You should do this homework in groups of up to three; details of how to submit have been posted on piazza. You can use any programming language you
care to, but I think you'll prefer R because it has tools for this (lm and glmnet).
Details and description subject to minor changes
- Linear regression with various regularizers The UCI Machine Learning dataset repository hosts a dataset giving features of music, and the latitude and longitude from which that
music originates here. Investigate methods to predict latitude and longitude from these features, as below. There are actually two versions of this dataset. Either one is OK by me, but I think you'll find the one with more independent variables more interesting. You should
ignore outliers (by this I mean you should ignore the whole question; do not try to deal with them). You should regard latitude and longitude as entirely independent.

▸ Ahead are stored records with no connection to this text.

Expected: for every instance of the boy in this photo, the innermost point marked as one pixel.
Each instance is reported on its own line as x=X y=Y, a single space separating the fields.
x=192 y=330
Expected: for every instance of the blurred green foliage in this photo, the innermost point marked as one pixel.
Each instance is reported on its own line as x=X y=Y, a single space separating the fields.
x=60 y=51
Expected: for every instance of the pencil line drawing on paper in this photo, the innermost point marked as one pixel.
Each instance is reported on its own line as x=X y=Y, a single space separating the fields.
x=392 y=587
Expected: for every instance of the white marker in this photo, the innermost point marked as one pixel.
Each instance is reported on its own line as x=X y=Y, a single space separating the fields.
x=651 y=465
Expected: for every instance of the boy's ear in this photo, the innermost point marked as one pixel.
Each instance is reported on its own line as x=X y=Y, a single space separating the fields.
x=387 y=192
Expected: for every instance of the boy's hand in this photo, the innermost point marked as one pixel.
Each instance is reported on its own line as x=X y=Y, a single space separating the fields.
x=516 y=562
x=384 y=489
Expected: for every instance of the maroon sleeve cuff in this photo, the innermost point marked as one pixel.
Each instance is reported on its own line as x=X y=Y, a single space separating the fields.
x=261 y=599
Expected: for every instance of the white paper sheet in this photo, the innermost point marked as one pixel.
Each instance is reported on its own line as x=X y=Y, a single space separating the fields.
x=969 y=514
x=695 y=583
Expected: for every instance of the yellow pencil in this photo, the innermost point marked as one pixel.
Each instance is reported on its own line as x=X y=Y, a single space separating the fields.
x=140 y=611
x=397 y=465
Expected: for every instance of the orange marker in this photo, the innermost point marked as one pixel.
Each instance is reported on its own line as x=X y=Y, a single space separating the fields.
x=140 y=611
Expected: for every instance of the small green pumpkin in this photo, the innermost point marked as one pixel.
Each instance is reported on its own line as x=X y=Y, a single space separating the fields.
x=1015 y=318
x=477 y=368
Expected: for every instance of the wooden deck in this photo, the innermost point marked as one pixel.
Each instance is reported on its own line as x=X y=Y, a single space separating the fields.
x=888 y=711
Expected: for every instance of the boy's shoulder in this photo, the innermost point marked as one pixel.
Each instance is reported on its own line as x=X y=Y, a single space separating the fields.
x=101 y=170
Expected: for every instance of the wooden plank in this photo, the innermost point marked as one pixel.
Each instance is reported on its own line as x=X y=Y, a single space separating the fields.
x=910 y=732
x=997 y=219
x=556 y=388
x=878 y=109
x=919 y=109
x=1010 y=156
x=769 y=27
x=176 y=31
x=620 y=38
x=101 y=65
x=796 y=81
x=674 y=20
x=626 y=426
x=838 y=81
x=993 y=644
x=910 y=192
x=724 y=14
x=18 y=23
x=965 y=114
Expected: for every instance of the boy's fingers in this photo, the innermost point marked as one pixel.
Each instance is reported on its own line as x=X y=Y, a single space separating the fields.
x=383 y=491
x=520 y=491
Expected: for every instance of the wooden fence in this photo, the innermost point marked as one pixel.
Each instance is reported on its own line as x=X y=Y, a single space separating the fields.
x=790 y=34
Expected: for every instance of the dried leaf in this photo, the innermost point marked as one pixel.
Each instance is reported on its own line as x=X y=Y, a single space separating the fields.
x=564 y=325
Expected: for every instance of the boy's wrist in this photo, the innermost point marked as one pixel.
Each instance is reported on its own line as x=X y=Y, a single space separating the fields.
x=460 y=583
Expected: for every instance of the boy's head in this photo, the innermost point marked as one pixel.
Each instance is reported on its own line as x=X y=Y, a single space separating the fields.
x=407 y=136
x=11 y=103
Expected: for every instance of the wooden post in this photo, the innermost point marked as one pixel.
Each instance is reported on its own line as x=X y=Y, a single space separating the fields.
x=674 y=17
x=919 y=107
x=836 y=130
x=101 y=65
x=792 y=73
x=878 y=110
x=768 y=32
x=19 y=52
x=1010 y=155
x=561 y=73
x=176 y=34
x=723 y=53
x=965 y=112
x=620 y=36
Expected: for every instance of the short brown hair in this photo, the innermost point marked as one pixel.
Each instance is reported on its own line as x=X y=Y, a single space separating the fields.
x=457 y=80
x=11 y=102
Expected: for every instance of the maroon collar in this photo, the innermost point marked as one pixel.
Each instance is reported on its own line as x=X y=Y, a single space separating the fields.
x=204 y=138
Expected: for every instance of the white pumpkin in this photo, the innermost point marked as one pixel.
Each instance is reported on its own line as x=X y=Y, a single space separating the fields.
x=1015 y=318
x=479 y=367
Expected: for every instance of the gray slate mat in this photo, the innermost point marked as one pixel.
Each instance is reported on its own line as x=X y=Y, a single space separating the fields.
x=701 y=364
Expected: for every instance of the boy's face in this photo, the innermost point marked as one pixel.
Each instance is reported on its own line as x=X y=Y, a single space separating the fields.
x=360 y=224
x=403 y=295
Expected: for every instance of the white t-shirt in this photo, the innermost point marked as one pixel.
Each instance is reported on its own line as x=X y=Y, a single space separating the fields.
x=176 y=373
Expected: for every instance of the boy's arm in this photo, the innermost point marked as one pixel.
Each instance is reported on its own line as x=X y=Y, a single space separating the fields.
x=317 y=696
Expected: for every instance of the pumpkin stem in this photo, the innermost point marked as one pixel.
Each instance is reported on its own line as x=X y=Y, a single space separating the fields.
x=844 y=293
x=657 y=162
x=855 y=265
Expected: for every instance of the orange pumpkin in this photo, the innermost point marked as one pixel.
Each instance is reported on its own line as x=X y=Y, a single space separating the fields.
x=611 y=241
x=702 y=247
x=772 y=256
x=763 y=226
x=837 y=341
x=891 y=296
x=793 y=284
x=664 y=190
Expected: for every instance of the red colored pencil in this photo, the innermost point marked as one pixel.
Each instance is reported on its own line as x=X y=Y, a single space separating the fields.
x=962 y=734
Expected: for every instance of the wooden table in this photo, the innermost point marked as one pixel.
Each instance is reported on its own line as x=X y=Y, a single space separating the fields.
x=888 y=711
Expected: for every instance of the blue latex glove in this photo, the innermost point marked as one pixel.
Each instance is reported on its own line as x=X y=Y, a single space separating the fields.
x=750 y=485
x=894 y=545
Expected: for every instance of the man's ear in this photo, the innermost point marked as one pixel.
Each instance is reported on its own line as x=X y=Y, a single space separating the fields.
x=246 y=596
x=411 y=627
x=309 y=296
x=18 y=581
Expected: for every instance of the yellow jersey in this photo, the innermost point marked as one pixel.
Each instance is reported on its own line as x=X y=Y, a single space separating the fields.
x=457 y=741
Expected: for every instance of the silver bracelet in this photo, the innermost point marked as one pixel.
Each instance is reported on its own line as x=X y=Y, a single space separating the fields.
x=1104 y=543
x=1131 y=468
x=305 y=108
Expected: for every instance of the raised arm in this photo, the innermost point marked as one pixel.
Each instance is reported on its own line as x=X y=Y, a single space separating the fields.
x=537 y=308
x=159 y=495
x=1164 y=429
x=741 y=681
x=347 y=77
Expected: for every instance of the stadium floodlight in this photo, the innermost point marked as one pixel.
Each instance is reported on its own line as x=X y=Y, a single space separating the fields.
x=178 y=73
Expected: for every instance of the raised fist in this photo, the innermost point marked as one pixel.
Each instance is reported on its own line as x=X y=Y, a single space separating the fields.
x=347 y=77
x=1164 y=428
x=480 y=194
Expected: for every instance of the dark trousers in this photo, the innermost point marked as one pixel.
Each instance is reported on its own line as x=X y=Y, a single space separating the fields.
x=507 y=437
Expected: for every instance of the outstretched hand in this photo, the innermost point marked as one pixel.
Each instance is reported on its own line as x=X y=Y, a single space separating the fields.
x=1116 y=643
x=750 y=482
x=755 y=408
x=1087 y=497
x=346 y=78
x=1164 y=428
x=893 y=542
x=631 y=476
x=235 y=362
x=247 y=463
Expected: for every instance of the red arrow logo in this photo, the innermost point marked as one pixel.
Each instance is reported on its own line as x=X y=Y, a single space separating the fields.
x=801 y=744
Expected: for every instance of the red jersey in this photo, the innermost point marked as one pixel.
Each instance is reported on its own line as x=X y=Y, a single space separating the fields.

- First, build a straightforward linear regression of latitude (resp. longitude) against features. What is the R-squared? Plot a graph evaluating each regression.
- Does a Box-Cox transformation improve the regressions? Notice that the dependent variable has some negative values, which Box-Cox doesn't like. You can deal with this by remembering that these are angles, so you get to choose the origin. why do you say so? For the rest of the exercise, use the transformation if it does improve things, otherwise, use the raw data.
- Use glmnet to produce:
- A regression regularized by L2 (equivalently, a ridge regression). You should estimate the regularization coefficient that produces the minimum error. Is the regularized regression better than the unregularized regression?
- A regression regularized by L1 (equivalently, a lasso regression). You should estimate the regularization coefficient that produces the minimum error. How many variables are used by this regression? Is the regularized regression better than the unregularized regression?
- A regression regularized by elastic net (equivalently, a regression regularized by a convex combination of L1 and L2). Try three values of alpha, the weight setting how big L1 and L2 are. You should estimate the regularization coefficient that produces the minimum error. How many variables are used by this regression? Is the regularized regression better than the unregularized regression?
- Logistic regression The UCI Machine Learning dataset repository hosts a dataset giving whether a Taiwanese credit card user defaults against a variety of features here. Use logistic regression to predict whether the user defaults. You should ignore outliers, but you should try the
various regularization schemes we have discussed.